We just finished designing the interface board, which will make an off-the-shelf STM32 development board act as the C&C for now. If this works well, we’ll design the full C&C to integrate the microcontroller.


Actuation Board


This unit manages the high power to actuate solenoids. To test the solid state relays we plan to use on this board, we wired up a small circuit to toggle one of the solenoids that have arrived. With a function generator, we were able to switch compressed air on and off at more than thirty times a second! In the process, we learned how to use flyback diodes to protect our circuitry driving inductive loads, and we can now move forward with the full actuation board schematic.


STM32 Training

We're all continuously learning. New members received STM32F303RE (Nucleo-64) development boards to learn the C programming language within the STM32 environment, I2C/SPI communication protocols, and manipulating the registers in various sensors. Both the C&C and the DAQ will have STM32 microcontrollers.



An emphasis on modularity

The DAQ can be operated on its own, without the rest of the test stand. We can also control the DAQ or actuation board individually without the full C&C. This allows us as a team to debug multiple subsystems in parallel, and learn about our equipment and sensors before we put them on the stand. Additionally, this allows for changing sensor or actuator requirements. For example, one load cell may require 10V and output a 4mA signal at minimum force, varying to 20mA at maximum force. Another may require 24V and output a signal between 0 and 5V. This being a test stand, we may want to try different configurations for different engines or collect data that we didn’t anticipate needing. For such a dynamic project, we want the option of redesigning a single board in the case we need to switch out hardware, instead of spending much more time, effort, and money redesigning the entire system.


Modularity also means that we can worry less about one subsystem propagating an error to another subsystem in the case it malfunctions. The DAQ and C&C each have their own power lines straight from the battery, and will have their own protection circuitry against overvoltage and reverse voltage. Earlier, we had planned for the C&C to take in the battery power, step it down to the correct voltages, then distribute to the others, but we decided against it because then the DAQ would have to rely on the C&C’s power being undisturbed.

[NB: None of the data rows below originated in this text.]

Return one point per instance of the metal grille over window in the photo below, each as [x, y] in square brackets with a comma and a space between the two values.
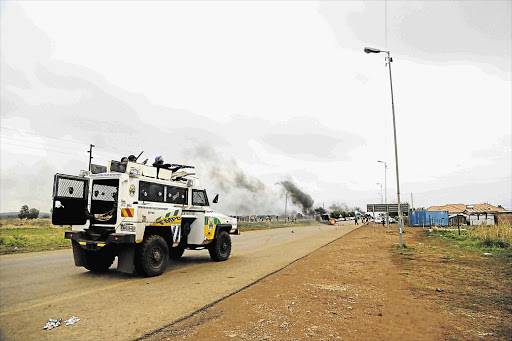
[104, 193]
[176, 195]
[151, 192]
[199, 198]
[70, 188]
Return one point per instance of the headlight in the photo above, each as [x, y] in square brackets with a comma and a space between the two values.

Plus, there would be a lot of current flowing through the connection. If for some reason the 5V gets shorted to 24V on one board, killing all of the 5V circuits on that board, the other boards won’t be affected because the 5V are local to each board. For more safety, we follow strict electrical isolation on the actuation board between circuitry that interacts with the solenoids and the circuitry that communicates with the rest of the board. If a solenoid malfunctions, its high power won’t have influence on the rest of the system—there is a line on the board over which no electrical currents can pass: signals are transmitted across this gap with optics.


With versatility and protection built into the system, we hope that the test stand electronics can grow with the Liquid Rocket Initiative as our goals become increasingly ambitious. This semester the electrical team created a solid plan and gained plenty of experience with prototypes, and we hope that we can get these boards interfacing with more hardware soon!